Elders and youth were present throughout.

Dr. Malcolm King, director of the Alberta Centre for Aboriginal Health Research, a physician and laboratory researcher, summed up the purpose of the gathering: "We are not trying to stop Aboriginal research, but to make it compatible with the needs and interests of the Aboriginal communities."

The first day, a round table discussion on health research ethics involved band chiefs and Elders, the five national Aboriginal organizations (Metis National Council; Inuit Tapiriit Kanatami [formerly Inuit Tapirisat of Canada]; Congress of Aboriginal Peoples; Native Women's Association of Canada; Assembly of First Nations) and members of both ACADRE networks.

The second day, working groups of ethicists, researchers and government representatives that included Aboriginal people met to discuss how they would disseminate their findings and conclusions to their various constituents and interested parties. They also considered how their decisions synchronize with existing research policy at home and abroad, and they discussed raising awareness about the principles of culturally appropriate research.

A governmental organization known as the Interagency Panel on Research Ethics made the point that key documents on human research, including the Tri Council Policy Statement, need to be broadened to include the ethical concerns of Aboriginal people.

Ten broad draft principles resulted from the two-day meeting:

* Research should be based on informed partnership with communities

* Partnerships should respect and protect Indigenous knowledge, methods and protocols

* Ethical reviews should enable rather than suppress research and evaluation

* Ownership, control, access and possession of research and its products rest with the community

* Collective issues should be considered in addition to individual ones (e.g., benefit, risks, consent)

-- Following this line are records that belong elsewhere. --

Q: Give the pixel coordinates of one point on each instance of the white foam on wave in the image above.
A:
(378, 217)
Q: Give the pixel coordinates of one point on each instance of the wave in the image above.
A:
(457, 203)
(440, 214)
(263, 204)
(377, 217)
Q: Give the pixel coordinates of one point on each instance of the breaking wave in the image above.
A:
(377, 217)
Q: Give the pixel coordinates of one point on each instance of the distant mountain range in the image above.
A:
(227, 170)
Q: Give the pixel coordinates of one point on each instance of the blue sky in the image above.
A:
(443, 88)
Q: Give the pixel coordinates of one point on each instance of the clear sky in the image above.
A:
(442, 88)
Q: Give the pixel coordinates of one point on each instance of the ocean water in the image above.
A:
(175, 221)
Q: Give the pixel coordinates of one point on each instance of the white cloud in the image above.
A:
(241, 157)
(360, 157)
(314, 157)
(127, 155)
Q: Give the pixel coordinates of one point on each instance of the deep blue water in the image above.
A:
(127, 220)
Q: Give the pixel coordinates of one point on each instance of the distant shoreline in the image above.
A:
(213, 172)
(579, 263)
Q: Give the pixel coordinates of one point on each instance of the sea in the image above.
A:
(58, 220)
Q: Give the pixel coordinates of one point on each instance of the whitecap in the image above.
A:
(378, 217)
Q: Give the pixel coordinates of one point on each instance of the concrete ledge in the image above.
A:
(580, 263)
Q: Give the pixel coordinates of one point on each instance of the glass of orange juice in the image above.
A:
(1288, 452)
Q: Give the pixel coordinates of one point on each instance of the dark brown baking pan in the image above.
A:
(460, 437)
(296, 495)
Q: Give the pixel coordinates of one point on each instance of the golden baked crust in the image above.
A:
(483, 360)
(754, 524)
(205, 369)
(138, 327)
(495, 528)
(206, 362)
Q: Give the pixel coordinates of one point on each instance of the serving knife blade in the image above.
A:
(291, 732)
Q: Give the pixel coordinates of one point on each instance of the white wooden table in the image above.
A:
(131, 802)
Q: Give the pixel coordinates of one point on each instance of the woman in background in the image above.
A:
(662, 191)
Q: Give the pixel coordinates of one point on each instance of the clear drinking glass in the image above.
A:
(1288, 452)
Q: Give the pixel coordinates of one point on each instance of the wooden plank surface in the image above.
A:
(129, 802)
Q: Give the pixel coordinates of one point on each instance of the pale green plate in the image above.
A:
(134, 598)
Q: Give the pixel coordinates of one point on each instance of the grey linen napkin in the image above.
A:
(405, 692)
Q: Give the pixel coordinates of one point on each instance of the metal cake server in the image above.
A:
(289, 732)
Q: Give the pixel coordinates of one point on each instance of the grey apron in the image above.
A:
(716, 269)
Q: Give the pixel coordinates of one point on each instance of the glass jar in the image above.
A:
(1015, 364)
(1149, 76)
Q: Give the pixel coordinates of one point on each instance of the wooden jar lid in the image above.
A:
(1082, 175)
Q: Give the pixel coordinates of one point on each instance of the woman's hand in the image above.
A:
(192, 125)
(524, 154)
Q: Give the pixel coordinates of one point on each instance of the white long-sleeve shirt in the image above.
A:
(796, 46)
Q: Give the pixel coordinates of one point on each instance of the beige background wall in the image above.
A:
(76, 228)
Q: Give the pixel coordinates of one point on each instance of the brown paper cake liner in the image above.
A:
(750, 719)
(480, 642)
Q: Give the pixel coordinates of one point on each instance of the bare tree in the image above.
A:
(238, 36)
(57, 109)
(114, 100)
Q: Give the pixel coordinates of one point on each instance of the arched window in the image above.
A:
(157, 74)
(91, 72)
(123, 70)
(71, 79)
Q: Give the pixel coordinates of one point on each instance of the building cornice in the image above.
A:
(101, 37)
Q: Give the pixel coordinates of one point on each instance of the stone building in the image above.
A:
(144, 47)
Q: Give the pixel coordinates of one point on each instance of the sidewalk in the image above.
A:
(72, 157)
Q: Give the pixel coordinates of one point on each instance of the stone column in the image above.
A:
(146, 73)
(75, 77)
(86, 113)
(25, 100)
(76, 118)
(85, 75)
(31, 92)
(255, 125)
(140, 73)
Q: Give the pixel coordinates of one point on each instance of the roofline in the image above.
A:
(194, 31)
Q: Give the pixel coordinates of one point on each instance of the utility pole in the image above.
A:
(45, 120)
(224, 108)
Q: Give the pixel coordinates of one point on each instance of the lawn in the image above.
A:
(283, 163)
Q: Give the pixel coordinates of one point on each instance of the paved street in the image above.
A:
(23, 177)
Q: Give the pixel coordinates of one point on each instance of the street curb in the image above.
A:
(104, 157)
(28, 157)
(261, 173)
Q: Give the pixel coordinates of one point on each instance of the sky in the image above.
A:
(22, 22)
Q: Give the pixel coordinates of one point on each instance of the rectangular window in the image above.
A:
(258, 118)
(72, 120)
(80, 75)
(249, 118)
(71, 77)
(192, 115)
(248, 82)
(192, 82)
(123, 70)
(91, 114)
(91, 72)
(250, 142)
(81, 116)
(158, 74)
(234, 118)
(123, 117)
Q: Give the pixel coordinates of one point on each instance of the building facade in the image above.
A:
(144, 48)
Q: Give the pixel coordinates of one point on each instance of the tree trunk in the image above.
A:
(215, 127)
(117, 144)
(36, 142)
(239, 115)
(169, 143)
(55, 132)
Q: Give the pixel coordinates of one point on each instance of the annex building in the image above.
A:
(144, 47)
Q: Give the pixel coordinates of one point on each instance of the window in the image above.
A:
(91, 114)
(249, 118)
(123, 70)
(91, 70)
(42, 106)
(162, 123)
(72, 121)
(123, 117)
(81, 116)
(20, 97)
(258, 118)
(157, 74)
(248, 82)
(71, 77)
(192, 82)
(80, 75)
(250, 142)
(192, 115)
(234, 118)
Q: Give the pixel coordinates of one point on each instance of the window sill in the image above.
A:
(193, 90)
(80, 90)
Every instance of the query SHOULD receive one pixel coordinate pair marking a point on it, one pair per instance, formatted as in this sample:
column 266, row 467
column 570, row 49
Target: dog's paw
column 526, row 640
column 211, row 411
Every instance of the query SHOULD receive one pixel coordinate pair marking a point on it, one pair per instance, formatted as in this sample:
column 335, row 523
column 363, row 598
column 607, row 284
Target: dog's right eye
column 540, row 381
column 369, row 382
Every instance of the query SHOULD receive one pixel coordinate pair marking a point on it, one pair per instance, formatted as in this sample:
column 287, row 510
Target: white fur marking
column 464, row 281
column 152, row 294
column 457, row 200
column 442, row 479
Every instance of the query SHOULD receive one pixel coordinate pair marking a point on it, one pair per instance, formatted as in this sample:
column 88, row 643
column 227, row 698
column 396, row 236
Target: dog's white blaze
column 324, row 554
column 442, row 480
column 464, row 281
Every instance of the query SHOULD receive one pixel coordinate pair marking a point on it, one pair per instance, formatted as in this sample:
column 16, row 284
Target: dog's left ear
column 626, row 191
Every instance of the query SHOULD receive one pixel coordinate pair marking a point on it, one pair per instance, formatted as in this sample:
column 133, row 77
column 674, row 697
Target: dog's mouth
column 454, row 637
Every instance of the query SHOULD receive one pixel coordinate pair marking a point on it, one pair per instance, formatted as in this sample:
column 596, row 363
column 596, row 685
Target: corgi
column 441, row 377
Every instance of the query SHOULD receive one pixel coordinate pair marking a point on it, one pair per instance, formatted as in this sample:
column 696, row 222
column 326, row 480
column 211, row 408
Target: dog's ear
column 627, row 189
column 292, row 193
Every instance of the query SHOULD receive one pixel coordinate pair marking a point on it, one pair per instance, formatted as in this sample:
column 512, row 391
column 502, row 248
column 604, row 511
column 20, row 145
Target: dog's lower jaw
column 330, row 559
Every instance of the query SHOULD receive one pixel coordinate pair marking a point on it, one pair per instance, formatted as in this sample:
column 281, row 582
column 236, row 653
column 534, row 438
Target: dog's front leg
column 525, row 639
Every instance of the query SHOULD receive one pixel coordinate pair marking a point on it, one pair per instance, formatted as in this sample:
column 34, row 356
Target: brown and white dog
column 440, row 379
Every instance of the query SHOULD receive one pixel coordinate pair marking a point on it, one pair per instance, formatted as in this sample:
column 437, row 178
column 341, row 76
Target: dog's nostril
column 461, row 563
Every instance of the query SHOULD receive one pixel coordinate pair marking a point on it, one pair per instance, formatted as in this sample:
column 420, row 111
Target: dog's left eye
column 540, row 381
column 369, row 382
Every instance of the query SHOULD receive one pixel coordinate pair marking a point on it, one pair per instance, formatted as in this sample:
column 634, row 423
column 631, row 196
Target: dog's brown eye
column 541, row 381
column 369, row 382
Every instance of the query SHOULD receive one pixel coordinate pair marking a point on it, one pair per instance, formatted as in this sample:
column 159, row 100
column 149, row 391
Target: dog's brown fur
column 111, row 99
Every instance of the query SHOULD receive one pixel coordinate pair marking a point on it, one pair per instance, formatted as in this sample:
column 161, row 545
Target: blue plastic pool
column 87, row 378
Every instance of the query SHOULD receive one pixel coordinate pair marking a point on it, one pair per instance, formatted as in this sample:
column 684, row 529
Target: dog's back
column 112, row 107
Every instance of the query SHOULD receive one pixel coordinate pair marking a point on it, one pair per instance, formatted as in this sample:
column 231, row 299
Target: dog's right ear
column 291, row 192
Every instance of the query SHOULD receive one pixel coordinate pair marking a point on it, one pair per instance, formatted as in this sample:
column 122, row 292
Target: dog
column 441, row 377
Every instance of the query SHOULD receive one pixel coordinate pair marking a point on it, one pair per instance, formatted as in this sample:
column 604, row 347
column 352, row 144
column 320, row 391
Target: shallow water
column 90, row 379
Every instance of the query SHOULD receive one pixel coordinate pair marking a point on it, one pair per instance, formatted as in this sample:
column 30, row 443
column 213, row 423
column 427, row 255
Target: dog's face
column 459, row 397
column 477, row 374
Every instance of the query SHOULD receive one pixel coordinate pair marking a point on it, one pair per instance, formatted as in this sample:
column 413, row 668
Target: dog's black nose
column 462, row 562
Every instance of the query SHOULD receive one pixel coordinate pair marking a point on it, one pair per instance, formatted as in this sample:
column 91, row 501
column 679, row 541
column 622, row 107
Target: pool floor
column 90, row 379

* Ethical research seeks a balance between individual and collective consent, benefits and risks, confidentiality and transparency

* Research processes should acknowledge the dynamics and effects of power differentials within communities on the research process

* Research processes should acknowledge diversity within and between communities

* Informed community participation requires increasing ethical knowledge through capacity development at several levels

* Research processes should acknowledge, value and provide for community-led research and its own ethical review process.

Researcher Carrielynn Lamouche is the director of the Aboriginal Healing Foundation of Alberta, she is on the CIHR's standing ethics committee, and she is the co-chair of the Alberta ACARE's ethics committee. She co-chaired the Ottawa gathering.

"I was thrilled," with the way things turned out. They surpassed my expectations. The quality of the individuals that gathered around the table was absolutely rich with generations of traditional teachings," she said.

Lamouche said the purpose of the gathering was "to get the two ACADREs together to identify common issues that we could talk about and to come to some consensus over the hierarchy or the priority of those. And the most important element of it would then be to look at next steps" short-, mid- and long-term.

"We had our Elder Ed Borchert-he is he Elder for the Alberta ACADRE ethics committee ... in addition to the opening and closing ceremonies, he was able to articulate and to begin the transition of teachings-I think the biggest dilemma that we all face is how do our traditional teachings as Aboriginal people translate into something that researchers and non-Aboriginal people, or people that do not follow traditional ways-how can we translate that into something that's workable? And he began to share and he gave some very exciting teachings on some of that," Lamouche said.